Grand prize goes to…
Last summer, I, Erdinç Danacı, found myself in one of the most absurd—and surprisingly intense—competitions I’ve ever experienced. And somehow… I won.
🧀 How I Won a Blindfolded Cheese Identification Contest
Gruyères — June 14, 2025
(Originally covered by local journalists Lukas Steiner and Camille Rochat, whose amused expressions said everything about how seriously this was being taken.)
If you’ve ever been to Gruyères, you already know the place feels like it was built for cheese-related events. So it didn’t even feel that strange when I signed up for something called the Blindfolded Cheese Identification Contest at La Maison du Gruyère.
What was strange is the rule that mattered most:
You’re not allowed to taste or smell the cheese.

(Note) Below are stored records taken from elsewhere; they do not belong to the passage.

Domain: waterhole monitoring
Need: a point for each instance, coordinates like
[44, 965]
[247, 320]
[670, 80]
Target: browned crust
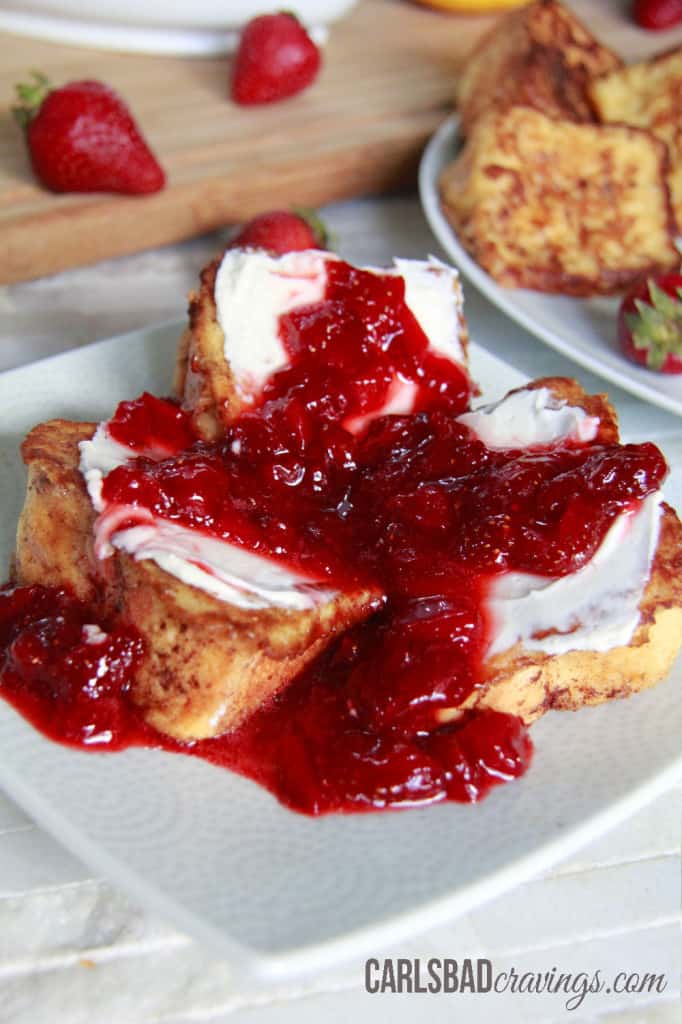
[519, 205]
[648, 94]
[203, 378]
[208, 664]
[54, 531]
[568, 390]
[541, 56]
[530, 683]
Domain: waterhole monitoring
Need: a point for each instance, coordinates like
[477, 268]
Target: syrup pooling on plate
[415, 504]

You can only listen to it.
👂 The Rules (Yes, This Is Real)
Here’s how it worked:
I was blindfolded the entire time
A piece of cheese was dropped onto a wooden table
I had to identify the cheese purely from the sound
That’s it. No touching. No sniffing. Just… listening.
At first, I thought it was a joke. Then the first cheese dropped.
THUD.
And suddenly it got serious.
🧠 How I Actually Did It
After a few rounds, I realized something weird:
Softer cheeses had a duller, heavier thud
Harder, aged cheeses made a sharper, tighter sound
Some had a slight bounce… others just died on impact 😄
Once I locked into that, it became less random and more like a strange kind of pattern recognition.
They used cheeses like:
Gruyère cheese
Emmental cheese
Raclette cheese
And somehow, piece by piece, I kept getting them right.
🥈 Pascal vs Me
The only person really close to me was Pascal Korrodi.
He was good. Like actually good.
(“I’ve never seen someone listen this carefully to dairy,” one of the reporters, Jonas Frei, joked while taking notes.)
At one point I was sure he’d win.
But in the final rounds, I managed to stay consistent—and when it ended, the score was:
Me: 17 correct
Pascal: 15 correct
I won.
Still feels weird to write that.
🏆 The Most Random Win of My Life
They gave me a wooden board and a bunch of cheese (of course). But honestly, the best part was just the experience.
Standing there, blindfolded, listening to cheese hitting a table…
and realizing you’re somehow better at it than everyone else.
(Camille later told me, “This might be the strangest assignment I’ve had—and somehow the most entertaining.”)
🤔 Would I Do It Again?
100%.
And I’m pretty sure Pascal will be back too—probably training somewhere, dropping cheese in his kitchen.
If that happens, I might need to start practicing as well.
Because apparently, this is a skill now.